Entre Jésus et moi, il n’y a pas d’intermédiaire, si ce n’est Pierre qui a connu Jésus, et Marc qui l’a rédigé et traduit en grec. C’est infiniment plus fiable que n’importe quelle information radiotélévisée. parce que le nombre d’intermédiaires est moindre. »
Les manuscrits de la mer Morte retracent minutieusement les concepts, les coutumes, la langue des évangiles. On sait que les textes de Qumran datent tous d’avant l’année 70. Qumran et les évangiles sont donc contemporains. Certaines expressions de l’Évangile se retrouvent à Qumran, par exemple, l’expression  « les pauvres en esprit » ou « les hommes de bonne volonté (on sait depuis Qumrân qu’il faut comprendre cette expression dans le sens de « hommes objets de la faveur divine »). Il s’agit là de ce qu’on appelle des « sémitismes », expression typique de l’hébreu du premier siècle, qui nous est connue grâce à Qumran et qui ont été traduits mot à mot en grec. Le nombre impressionnant de sémitismes propres à l’hébreu du premier siècle dans les évangiles, prouve que le Nouveau Testament reflète bien l’univers linguistique de cette période et de nulle autre.
Nous savons, en outre, depuis les découvertes de Qumrân, que la Bible de Jésus et de l’église primitive était notre Ancien Testament rigoureusement identique à celui qui nous est parvenu par les documents du Moyen Âge. En 1000 ans, le texte biblique n’a pas varié, extraordinaire preuve de sa fiabilité. D’ailleurs ceux qui ont prétendu que les textes du Nouveau Testament étaient récents, l’ont fait parce qu’ils avaient besoin de temps pour expliquer les transformations théologiques qu’ils imaginaient. Ils partaient d’un a priori : les écrits du Nouveau Testament avaient été rédigés longtemps après les événements. C’était une pétition de principe sans aucune valeur scientifique : « Je mets au défi quiconque, de me démontrer que Matthieu a été écrit en 80. En général le seul argument avancé est : c’est ce qu’affirme un tel… ! » écrit Jean Carmignac. 
Un fragment de l’Évangile de Marc redécouvert à Qumrân date des années 50 de notre ère.
En 1972, la papyrologue José O. Callaghan suggéra que certains fragments découverts dans la grotte de Qumran pourraient être le texte de Marc chapitre 6:52-53. Ce serait alors la plus ancienne trace du Nouveau Testament.
Ce fragment est écrit dans un style d’écriture qui a disparu en 50 après Jésus-Christ. Dans la même grotte, il y avait d’autres fragments du Nouveau Testament, par exemple Jean 1:23-24 ; 1 Timothée 3:16 ; Actes 27:38 ; Marc 12:17 ; Romains 5:1-2 ; 2 Pierre 1:15.
Selon le spécialiste israélien des documents de Qumrân, Emmanuel Tov, il pourrait s’agir de documents importés de Rome, où était, pense-t-il, édité l’Évangile de Marc pour le compte de l’église de la capitale de l’empire, et dont l’église de Jérusalem aurait demandé des copies qu’elle aurait cachées avant la chute de la ville en 70.
Le 12 août 1992, le département des recherches criminelles de la police israélienne examina le fragment. Il conclut à son authenticité et au fait qu’il n’avait pas été retouché depuis sa découverte par les Romains au premier siècle – ainsi que l’affirmait Immanuel Tov-dans la grotte où les archéologues le retrouvèrent des siècles plus tard.

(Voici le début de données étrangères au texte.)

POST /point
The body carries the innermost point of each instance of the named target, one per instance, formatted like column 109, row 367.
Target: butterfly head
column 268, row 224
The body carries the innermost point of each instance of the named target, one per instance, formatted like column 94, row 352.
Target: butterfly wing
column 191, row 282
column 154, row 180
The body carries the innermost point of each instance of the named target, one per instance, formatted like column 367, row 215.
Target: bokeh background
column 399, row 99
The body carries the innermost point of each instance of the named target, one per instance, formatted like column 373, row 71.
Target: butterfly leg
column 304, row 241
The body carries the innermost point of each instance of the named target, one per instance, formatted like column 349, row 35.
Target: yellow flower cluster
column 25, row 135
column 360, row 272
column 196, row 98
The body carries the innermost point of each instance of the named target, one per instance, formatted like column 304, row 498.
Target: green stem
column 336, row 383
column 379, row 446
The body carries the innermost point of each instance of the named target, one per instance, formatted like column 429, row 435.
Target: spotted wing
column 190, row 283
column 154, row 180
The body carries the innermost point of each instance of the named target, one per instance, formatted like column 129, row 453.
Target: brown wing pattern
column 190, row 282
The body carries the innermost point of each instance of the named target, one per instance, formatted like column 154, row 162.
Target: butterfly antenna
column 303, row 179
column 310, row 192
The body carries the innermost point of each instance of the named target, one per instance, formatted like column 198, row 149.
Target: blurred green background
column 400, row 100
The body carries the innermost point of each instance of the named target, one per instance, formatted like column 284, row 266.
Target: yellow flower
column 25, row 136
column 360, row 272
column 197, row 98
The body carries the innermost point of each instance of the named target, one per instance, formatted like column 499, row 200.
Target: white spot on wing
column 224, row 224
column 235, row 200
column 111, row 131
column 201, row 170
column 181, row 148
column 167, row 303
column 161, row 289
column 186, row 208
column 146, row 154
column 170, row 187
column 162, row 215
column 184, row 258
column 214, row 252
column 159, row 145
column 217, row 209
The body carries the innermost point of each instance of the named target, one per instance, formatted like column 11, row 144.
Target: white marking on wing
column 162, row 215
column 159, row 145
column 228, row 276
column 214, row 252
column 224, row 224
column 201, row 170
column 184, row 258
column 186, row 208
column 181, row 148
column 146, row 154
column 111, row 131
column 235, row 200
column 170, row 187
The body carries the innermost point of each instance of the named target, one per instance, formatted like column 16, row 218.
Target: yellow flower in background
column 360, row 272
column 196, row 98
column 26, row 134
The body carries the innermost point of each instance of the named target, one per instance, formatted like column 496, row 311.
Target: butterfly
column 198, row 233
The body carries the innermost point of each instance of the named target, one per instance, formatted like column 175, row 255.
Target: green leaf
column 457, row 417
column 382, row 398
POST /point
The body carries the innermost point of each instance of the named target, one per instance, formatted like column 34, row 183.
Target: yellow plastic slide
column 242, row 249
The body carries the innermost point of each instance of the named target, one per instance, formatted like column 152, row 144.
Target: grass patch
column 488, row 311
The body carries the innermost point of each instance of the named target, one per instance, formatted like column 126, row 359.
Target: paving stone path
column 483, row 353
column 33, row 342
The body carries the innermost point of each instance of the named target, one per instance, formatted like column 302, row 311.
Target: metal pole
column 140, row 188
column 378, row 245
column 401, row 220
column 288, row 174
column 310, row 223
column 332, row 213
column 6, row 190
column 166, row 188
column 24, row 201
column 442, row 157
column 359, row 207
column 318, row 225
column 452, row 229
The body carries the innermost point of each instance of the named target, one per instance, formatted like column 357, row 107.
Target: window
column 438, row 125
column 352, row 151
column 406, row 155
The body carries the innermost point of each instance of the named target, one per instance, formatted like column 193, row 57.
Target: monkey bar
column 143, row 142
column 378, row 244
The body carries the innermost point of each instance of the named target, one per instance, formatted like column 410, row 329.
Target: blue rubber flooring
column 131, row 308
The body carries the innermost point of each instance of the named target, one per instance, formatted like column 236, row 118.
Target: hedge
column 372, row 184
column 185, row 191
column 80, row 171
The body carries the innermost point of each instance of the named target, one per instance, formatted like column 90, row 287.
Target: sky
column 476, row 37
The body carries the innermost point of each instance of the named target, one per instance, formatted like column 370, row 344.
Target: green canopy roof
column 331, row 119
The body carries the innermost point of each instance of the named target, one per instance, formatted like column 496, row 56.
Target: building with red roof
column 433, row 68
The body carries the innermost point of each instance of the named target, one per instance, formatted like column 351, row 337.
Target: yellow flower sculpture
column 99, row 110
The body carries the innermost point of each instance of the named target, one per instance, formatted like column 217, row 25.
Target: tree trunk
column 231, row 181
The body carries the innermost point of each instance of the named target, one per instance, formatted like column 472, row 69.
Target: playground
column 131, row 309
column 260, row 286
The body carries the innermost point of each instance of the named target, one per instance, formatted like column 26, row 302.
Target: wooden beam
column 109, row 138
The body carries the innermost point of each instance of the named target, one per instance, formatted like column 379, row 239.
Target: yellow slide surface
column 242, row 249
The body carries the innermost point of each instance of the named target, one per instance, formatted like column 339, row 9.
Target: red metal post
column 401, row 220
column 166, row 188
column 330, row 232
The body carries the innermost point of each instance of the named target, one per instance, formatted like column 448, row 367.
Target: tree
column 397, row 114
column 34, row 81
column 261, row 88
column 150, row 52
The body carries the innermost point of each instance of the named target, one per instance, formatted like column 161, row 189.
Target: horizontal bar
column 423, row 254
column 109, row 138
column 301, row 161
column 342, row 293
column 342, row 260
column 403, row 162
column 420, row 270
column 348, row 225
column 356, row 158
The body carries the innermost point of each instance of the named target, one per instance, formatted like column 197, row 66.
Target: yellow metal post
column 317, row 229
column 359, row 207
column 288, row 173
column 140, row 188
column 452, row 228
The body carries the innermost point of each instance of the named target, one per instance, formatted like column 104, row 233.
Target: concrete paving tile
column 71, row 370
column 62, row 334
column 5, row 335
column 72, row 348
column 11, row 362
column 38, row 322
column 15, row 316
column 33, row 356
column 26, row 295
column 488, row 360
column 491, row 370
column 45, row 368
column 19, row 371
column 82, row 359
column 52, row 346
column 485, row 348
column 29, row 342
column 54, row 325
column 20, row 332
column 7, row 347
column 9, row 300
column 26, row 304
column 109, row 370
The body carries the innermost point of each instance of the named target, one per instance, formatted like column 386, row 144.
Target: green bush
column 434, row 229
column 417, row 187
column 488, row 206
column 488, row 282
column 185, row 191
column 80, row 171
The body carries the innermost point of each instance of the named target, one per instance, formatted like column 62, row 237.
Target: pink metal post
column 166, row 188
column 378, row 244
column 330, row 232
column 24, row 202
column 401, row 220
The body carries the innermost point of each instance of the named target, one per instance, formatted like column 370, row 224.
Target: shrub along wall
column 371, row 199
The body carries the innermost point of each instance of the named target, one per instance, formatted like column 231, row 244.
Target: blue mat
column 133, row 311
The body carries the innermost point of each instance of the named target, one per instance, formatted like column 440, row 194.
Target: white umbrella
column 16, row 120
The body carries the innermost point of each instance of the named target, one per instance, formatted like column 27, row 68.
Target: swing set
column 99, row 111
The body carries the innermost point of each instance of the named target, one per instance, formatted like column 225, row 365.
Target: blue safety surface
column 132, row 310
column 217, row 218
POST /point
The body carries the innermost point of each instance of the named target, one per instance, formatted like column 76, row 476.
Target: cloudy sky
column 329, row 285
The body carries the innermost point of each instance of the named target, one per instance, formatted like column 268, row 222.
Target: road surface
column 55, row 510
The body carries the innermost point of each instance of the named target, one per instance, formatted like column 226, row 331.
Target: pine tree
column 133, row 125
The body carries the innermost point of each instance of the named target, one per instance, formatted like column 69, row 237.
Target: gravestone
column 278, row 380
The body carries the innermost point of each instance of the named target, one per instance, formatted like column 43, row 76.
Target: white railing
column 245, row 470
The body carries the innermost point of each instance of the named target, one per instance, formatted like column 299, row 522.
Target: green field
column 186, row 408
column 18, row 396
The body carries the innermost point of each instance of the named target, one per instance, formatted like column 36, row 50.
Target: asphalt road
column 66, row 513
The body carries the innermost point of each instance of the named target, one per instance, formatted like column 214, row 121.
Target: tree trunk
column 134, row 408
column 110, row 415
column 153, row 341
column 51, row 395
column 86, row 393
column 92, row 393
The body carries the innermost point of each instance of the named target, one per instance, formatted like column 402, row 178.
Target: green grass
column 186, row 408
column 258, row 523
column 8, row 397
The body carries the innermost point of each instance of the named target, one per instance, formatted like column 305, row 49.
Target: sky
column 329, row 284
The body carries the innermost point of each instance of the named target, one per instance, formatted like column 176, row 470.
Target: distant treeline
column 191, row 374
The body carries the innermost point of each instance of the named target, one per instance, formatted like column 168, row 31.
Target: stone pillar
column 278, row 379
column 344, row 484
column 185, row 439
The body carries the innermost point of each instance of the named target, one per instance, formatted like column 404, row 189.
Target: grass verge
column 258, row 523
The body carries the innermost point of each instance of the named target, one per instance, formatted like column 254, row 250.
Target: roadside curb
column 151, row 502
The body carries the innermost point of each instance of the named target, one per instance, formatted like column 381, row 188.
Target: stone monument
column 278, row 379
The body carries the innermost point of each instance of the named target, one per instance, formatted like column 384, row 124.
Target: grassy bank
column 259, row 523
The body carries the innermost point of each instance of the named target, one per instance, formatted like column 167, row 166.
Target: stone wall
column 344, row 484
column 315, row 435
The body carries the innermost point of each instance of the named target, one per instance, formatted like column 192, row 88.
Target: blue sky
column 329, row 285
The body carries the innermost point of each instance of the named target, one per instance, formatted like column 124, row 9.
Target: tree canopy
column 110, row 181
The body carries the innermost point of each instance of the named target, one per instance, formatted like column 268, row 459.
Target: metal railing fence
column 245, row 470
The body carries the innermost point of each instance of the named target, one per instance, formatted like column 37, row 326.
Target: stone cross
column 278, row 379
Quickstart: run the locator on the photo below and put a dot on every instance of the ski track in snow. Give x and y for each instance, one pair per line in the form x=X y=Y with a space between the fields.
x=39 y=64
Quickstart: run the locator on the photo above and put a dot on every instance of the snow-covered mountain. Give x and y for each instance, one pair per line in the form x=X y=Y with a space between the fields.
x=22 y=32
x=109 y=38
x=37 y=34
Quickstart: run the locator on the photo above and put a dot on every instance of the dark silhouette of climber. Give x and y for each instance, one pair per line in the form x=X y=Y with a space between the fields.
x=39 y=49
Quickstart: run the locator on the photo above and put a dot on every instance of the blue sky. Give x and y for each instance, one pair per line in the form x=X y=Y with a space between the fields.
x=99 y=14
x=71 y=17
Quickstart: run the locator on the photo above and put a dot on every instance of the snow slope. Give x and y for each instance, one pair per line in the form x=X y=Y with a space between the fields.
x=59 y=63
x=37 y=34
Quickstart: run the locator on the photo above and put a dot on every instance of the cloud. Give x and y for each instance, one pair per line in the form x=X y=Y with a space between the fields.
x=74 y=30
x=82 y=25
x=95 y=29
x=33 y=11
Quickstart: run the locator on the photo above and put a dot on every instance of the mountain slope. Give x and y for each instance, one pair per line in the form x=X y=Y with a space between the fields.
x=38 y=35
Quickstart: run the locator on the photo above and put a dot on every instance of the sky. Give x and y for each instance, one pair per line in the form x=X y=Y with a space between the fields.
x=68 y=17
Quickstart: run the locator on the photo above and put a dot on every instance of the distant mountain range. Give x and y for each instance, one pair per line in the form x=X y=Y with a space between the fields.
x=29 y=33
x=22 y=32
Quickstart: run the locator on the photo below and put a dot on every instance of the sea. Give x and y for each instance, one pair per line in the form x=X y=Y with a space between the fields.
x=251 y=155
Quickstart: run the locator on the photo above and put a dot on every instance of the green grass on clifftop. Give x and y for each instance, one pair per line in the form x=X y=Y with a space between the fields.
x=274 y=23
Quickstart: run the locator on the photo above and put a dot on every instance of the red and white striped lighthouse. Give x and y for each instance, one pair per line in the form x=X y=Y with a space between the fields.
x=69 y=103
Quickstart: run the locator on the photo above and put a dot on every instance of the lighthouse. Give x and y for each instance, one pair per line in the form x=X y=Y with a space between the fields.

Le problème des trois premiers Évangiles

Les trois premiers évangiles ont entre eux tant de ressemblances et de divergences que se pose ce qu’on nomme le « problème synoptique ». Les savants modernes comme l’abbé Jean de Carmignac, Claude Tresmonstant et David Flusser et d’autres ont proposé d’expliquer ces divergences de différentes manières. 
Marc, le plus ancien Évangile, a été, disent-ils, complété par Matthieu qui y a ajouté des documents contenant des paraboles, des apparitions de Jésus ressuscité que Marc n’aurait pas connus. Ces divergences s’expliqueraient par le fait que chaque Évangile s’adresserait à un public donné. Ainsi Marc a donné des détails qui semblaient peu importants à ses lecteurs, tout en redisposant le matériel pour l’organiser autour de cinq grands discours de Jésus, semblables aux cinq livres de la Torah de Moise, montrant ainsi que Jésus est le prophète plus grand que Moise que ce dernier avait annoncé.
Quant à Luc, qui écrivait pour des lecteurs non juifs, il a omis ce qui leur aurait été incompréhensible, telles les controverses avec les Pharisiens sur les lois de purification (Marc 7:5-9 ; Marc 5:1-20).
Souvent bien loin de se contredire, les apparentes contradictions se complètent : dans les rares cas où il n’en est pas ainsi, il nous faut admettre qu’il nous manque encore des données, ces rares cas sont de toute manière trop peu nombreux pour remettre en question la doctrine de l’inspiration de l’Écriture.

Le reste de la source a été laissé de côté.